Estonia (12th Place)
The tiny Baltic nation of Estonia has been the EU upstart of the decade, having completely overhauled the economy to become one of the most technologically advanced countries in the world. Their E-residency program has succeeded in attracting high-tech companies and entrepreneurs from across the world, while the lack of bureaucracy and strong government support for small businesses have helped cement Estonia’s place as one of the best countries to conduct business on Earth. Estonia’s digital economy also makes it easy for businesses to register, file taxes, get credit and acquire permits entirely online.
France (31st Place)
France has seen some big improvements in the past couple of years but Europe’s 3rd largest economy still remains a difficult place in which to conduct business. Analysts have highlighted the particularly high corporation tax burden which is thought to be discouraging businesses from operating in France (although President Macron has pledged to lower this).

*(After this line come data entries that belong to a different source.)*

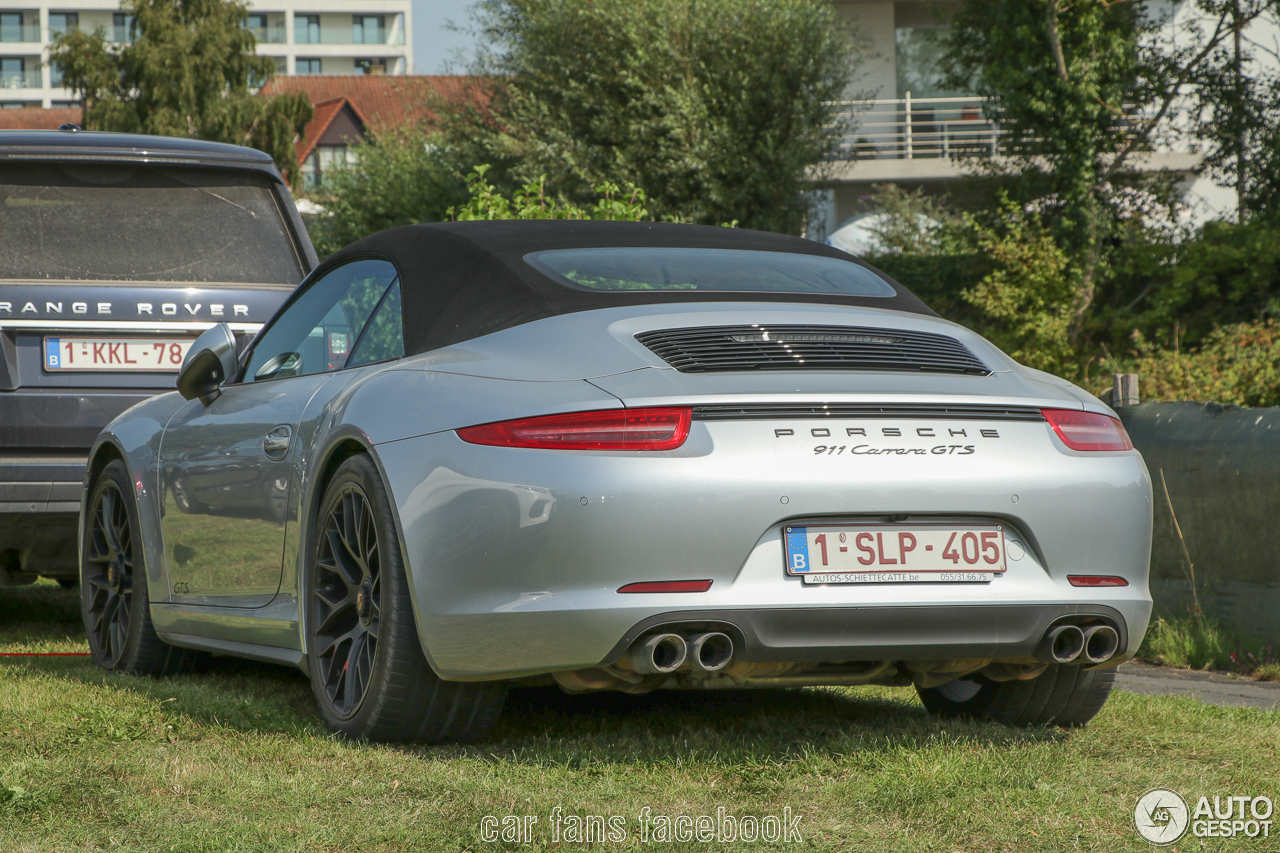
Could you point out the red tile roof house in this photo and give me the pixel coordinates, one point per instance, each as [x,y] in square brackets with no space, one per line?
[348,108]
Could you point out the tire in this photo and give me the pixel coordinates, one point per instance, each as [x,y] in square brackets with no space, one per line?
[114,602]
[368,669]
[1063,696]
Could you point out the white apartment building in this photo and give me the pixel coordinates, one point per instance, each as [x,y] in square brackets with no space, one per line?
[913,131]
[302,36]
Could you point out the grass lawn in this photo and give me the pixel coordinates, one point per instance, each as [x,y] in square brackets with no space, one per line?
[236,760]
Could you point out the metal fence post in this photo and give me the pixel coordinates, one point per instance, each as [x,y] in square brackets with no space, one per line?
[1124,389]
[906,103]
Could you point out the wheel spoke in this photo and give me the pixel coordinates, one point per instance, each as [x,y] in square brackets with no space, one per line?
[342,559]
[346,571]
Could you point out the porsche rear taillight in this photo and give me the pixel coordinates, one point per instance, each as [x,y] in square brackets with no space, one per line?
[615,429]
[1086,430]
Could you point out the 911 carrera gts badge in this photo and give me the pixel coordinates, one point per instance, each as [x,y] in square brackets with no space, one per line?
[955,445]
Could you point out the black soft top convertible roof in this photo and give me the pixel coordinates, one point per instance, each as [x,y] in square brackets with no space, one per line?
[464,279]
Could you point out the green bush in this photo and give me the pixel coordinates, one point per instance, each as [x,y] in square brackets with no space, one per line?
[533,203]
[1237,364]
[1198,642]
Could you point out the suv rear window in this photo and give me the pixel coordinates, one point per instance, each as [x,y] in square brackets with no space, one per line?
[141,223]
[707,269]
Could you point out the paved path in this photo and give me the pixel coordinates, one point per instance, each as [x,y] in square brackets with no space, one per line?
[1212,688]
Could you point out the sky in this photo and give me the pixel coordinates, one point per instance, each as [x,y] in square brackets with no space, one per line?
[433,44]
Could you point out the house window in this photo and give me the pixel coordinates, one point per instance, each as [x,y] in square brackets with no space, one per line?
[256,24]
[10,26]
[62,23]
[122,26]
[13,72]
[919,54]
[324,159]
[369,30]
[306,30]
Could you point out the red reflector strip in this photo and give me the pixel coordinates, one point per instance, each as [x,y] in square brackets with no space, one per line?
[650,429]
[667,585]
[1097,580]
[1086,430]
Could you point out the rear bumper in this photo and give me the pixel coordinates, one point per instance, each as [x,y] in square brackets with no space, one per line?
[515,556]
[40,497]
[848,634]
[44,483]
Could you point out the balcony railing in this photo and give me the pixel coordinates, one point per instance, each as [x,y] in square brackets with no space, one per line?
[311,35]
[21,80]
[910,128]
[270,33]
[27,32]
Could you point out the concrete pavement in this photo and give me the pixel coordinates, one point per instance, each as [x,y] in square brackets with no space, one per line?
[1212,688]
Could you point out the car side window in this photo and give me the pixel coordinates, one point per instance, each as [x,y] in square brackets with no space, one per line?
[316,332]
[384,336]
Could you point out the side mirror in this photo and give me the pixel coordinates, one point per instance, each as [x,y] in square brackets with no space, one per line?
[209,363]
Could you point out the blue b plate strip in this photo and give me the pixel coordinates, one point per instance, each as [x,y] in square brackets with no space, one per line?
[798,550]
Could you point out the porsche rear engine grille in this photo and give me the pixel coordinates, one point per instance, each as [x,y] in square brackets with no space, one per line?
[721,349]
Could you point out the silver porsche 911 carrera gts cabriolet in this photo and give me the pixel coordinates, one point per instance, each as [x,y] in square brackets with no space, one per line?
[617,456]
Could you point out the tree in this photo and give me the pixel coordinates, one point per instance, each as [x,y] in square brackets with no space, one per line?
[186,73]
[1080,87]
[1237,101]
[717,109]
[400,178]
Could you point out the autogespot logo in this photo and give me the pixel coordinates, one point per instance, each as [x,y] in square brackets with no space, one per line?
[1161,816]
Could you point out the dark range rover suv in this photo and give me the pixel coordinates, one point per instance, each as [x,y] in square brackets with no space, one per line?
[115,252]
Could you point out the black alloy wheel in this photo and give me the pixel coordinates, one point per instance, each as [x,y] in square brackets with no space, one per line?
[368,667]
[114,601]
[108,574]
[348,600]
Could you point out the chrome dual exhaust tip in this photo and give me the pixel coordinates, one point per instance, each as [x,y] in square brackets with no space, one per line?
[1101,643]
[1061,644]
[709,652]
[659,655]
[664,653]
[1070,643]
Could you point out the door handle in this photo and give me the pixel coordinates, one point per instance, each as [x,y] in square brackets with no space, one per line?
[275,443]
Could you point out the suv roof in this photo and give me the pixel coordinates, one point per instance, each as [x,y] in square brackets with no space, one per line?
[138,147]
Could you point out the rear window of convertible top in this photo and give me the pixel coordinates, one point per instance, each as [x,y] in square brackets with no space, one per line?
[707,269]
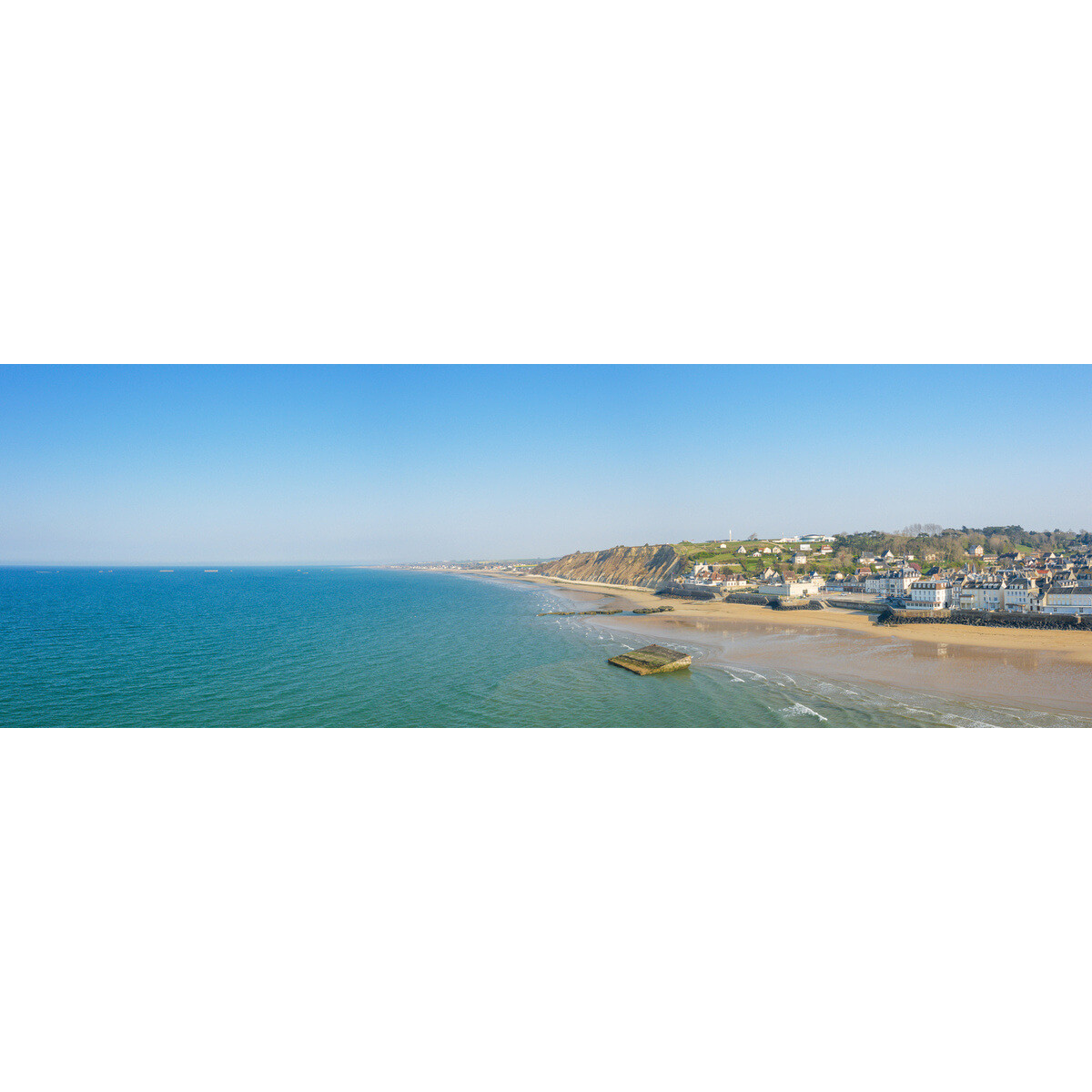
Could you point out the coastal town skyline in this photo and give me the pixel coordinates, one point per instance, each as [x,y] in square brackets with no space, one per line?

France also has famously strict labor laws, which make it difficult for smaller companies to attract or fire workers, resulting in an extremely inflexible labor market. As noted, however, France’s position is moving up the ranks quickly, as Macron enacts a spate of business-friendly reforms. FDI into the country is up 16% year-on-year and looks to increase as France nets gains from Brexit.
Italy (46th Place)
Italy has never been a strong contender in the ease of doing business rankings, for a number of reasons. By far the most pressing issue is Italy’s vast bureaucracy, which requires people starting a business to fill out dozens of different forms for various local and state-level government offices, as well as having to deposit huge amounts of capital with Italian banks before being able to start trading.
Moreover, levels of corruption are much higher than the EU average, although this varies massively across the country. The average amount of time it takes a business to get electricity is 100 days – the longest in the EU. It’s also estimated that business owners spend around 269 hours a year dealing with taxes, of which 15 separate payments must be made each tax year.
Belgium (52nd Place)
Belgium may be one of the wealthiest countries on Earth, but it ranks behind Russia, Mexico, Kosovo, and Moldova when it comes to doing business, making it one of the worst performers on the continent. While funding levels are high, the biggest challenges are taxation, payroll, and registering, which are all highly complicated and costly processes. Obtaining the various permits required to operate can take months or even years, owing partly to an overstretched and poorly trained local government.
While the EU remains a great place for the world to conduct business in, it’s clear that it isn’t working for everyone. Stronger efforts must be made to bring those languishing at the bottom of the league tables up to scratch. This must be an effort supported on an EU level, and not left solely to national governments.